To Interview is Human in Business and at Work

My good friend and colleague Al was kind enough to invite me to participate in his monthly business book club.  One of several benefits of being a member of the “Read it and Reap” Book Club is that it forces me to make the time to read at least one new book a month (not much of a stretch, as I love to read), despite the demands of my work schedule.

This past month, we not only read Dan Pink’s great book, To Sell is Human, but Al also arranged a conference call for our group with Dan Pink.  Aside from the group’s very relevant question to Pink as to how to implement the book’s principles in a business, I asked Dan how we could use the book’s principles to hire great employees who understand that everyone’s job in a business is to sell.  I was pleased to hear that Dan favors transforming the current hiring paradigm.  “I don’t like it,” he said succinctly.  “I don’t, either,”  I agreed.  “I love work sampling as an interview process.  Hire your best prospects for a per-diem or short-term project, and see how they work, think and play well with your other team members.”  Dan liked the idea.  “With the current job market, that’s an interesting option to consider.”
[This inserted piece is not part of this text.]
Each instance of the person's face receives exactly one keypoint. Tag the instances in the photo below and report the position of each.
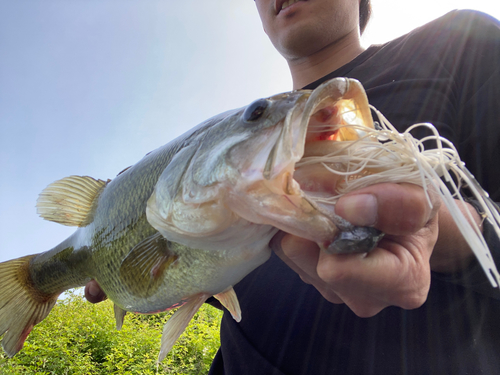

Inspired by Pink’s book and our brief exchange this week, I’d like to invite you to consider that to interview is human (every pun intended), too – for both the hiring authority and the prospective employee, as selling and interviewing are essentially the same process:

HOW TO BE

Attunement – Bringing oneself into harmony with individuals, groups, and context. Illustrates the three rules of attunement and why extraverts rarely make the best salespeople (or hiring authorities or candidates), as ambiverts best understand how to listen and read the signals to meet the prospect’s needs.

Buoyancy – Learn from life insurance salespeople and the world’s premier social scientists what to do before, during, and after your sales encounters – a mixture of resiliency and eternal optimism.

Clarity – The capacity to make sense of murky situations. One of the most effective ways of moving others is to uncover challenges they may not know they have.

WHAT TO DO

Pitch – The six successors of the elevator pitch (e.g., the email subject line pitch; the one-word pitch) and how and when to deploy them.

Improvise – Understanding the rules of improv theater deepens your persuasive power.

Serve – Essential principles for meaning in sales: Make it personal and purposeful.

This week:  consider these principles to help make your interview process more authentic to best meet your needs, in business and at work.